Heureusement, Anna a un ange gardien, un protecteur sincère, avec qui elle va vivre, en opposition à sa foi profonde et en dépit de ses vœux pieux de chasteté, rongée périodiquement par ce douloureux dilemme, une liaison amoureuse brûlante qui constitue, marquée de scènes d’une sensualité sans équivoque, une passionnante intrigue dans l’intrigue. Gwendal, aidé tantôt par ses amis de la chouannerie (eh oui, les Chouans sont là, eux aussi), tantôt par ses compagnons d’un cercle parisien universitaire, révolutionnaire, ouvertement athée, réussit à soustraire Anna aux velléités de ses poursuivants jusqu’au jour où…
C’est dans la complémentarité contradictoire de ce couple que se révèle peut-être le dessein de l’auteur, consistant à faire d’Anna et de Gwendal une représentation romanesque du combat politique qui oppose, du début de la IIIe république à la loi de séparation des églises et de l’Etat, les mouvements laïques et les « bouffeurs de curés » aux forces rétrogrades des milieux catholiques de la noblesse décadente et d’une bourgeoisie bien-pensante.
Tout, dans le roman en effet, transpire la fin d’une époque et les tourbillons transitoires agitant la naissance d’une ère nouvelle, républicaine et laïque.
Michael Marqui ne s’est pas contenté de raconter une histoire. Il a inscrit sa narration dans un contexte sociologique, historique, spatial, gastronomique fondé sur une recherche documentaire minutieuse. Ainsi en est-il des toponymes urbains, de la description détaillée, pseudo-réaliste, des rues, quartiers, maisons et monuments célèbres, des itinéraires, des différents modes de transport qui coexistent encore en cette fin de siècle (calèches, fiacres, trains, l’automobile d’Otto), des vins et des mets que dégustent à longueur de récit les divers protagonistes (on devine que notre auteur est un œnologue averti et un fieffé gourmet), des habits, attributs et colifichets que portent les personnages, des cryptes et lieux sanctifiés abritant telle ou telle relique, des paysages variés traversés par les fuyards et par ceux qui les traquent, des intérieurs du palais du Vatican, et, par l’instauration d’un narrateur omniscient, des réflexions, pensées, extases et tourments des personnages tout autant que des « tempêtes sous un crâne », en particulier celles qui troublent à maintes reprises la bienheureuse sérénité du successeur de Saint-Pierre.
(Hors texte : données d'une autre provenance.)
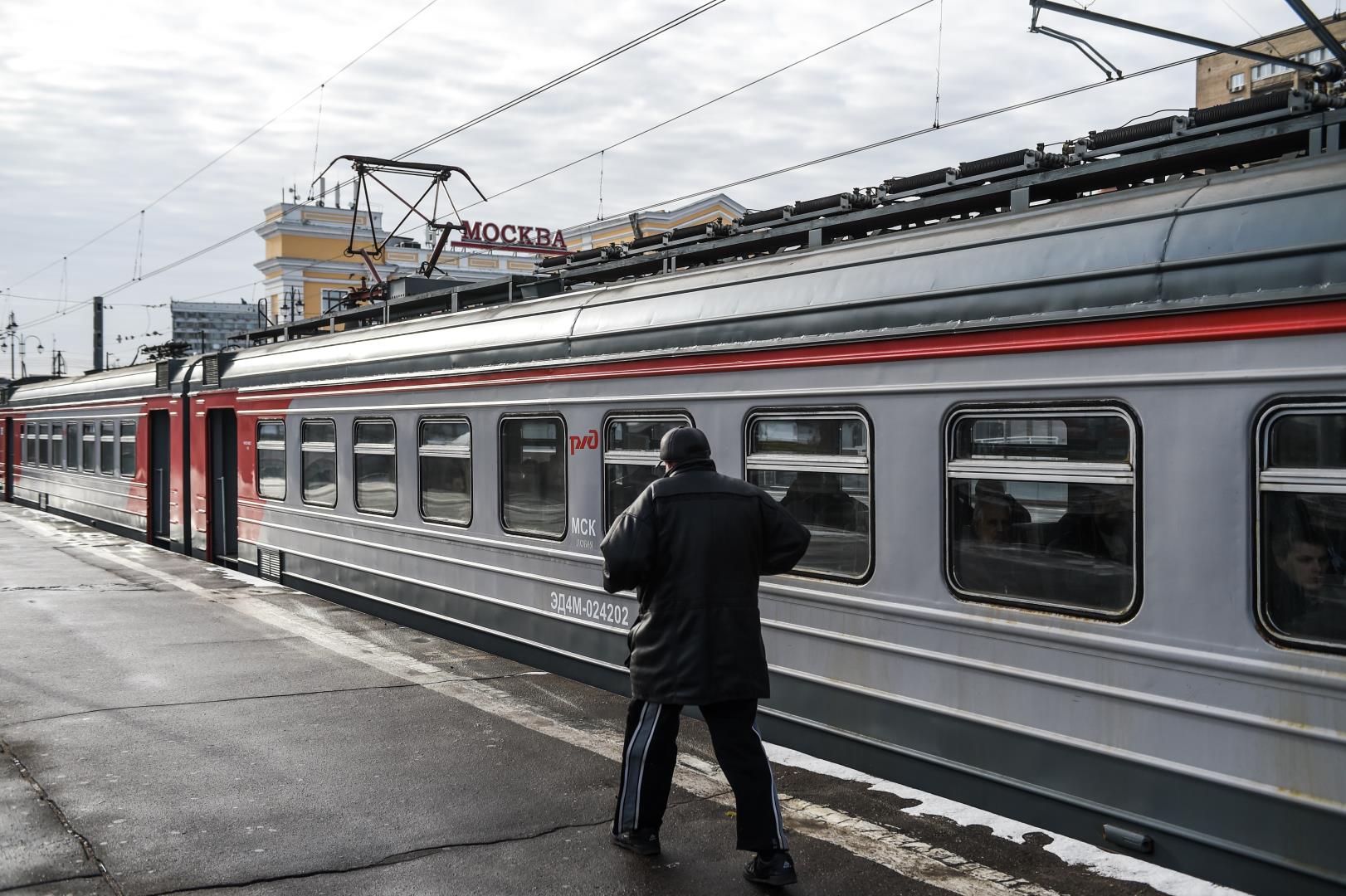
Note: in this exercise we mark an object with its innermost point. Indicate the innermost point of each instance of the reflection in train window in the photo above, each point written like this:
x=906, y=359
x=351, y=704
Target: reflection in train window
x=106, y=448
x=534, y=476
x=1302, y=485
x=127, y=441
x=632, y=459
x=817, y=465
x=318, y=456
x=271, y=459
x=71, y=446
x=446, y=471
x=376, y=467
x=1042, y=509
x=89, y=456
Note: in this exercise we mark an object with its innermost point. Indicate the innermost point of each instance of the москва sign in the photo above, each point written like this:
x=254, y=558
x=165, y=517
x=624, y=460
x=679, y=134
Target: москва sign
x=486, y=234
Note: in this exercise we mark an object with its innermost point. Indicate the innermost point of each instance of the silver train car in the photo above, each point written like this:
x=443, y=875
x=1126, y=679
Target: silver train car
x=1075, y=474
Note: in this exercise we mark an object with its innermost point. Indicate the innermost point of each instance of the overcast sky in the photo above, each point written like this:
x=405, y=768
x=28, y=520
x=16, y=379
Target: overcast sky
x=104, y=106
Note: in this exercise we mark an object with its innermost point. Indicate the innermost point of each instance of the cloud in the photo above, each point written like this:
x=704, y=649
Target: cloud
x=105, y=106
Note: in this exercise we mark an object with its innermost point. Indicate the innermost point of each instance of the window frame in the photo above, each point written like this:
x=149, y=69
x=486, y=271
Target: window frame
x=445, y=451
x=58, y=446
x=1101, y=473
x=630, y=456
x=383, y=450
x=89, y=436
x=1329, y=480
x=285, y=458
x=500, y=470
x=73, y=444
x=110, y=437
x=798, y=463
x=318, y=447
x=121, y=441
A consommer sans modération.
Patryck Froissart
Né à Ossun, petit village près de Lourdes, Michael Marqui a passé son enfance dans la cité mariale. Après des études au Lycée à Tarbes et à l’Université Paul Sabatier à Toulouse, il part faire son service militaire à La Réunion, en tant que professeur de mathématiques. Les voyages se multiplient et l’expatriation continue, l’Australie, La Guyane, Abidjan, Kinshasa, et enfin l’Afrique du Sud où il réside actuellement avec son épouse et son fils. Il passe des vacances en France régulièrement, pour retrouver sa famille à Lourdes.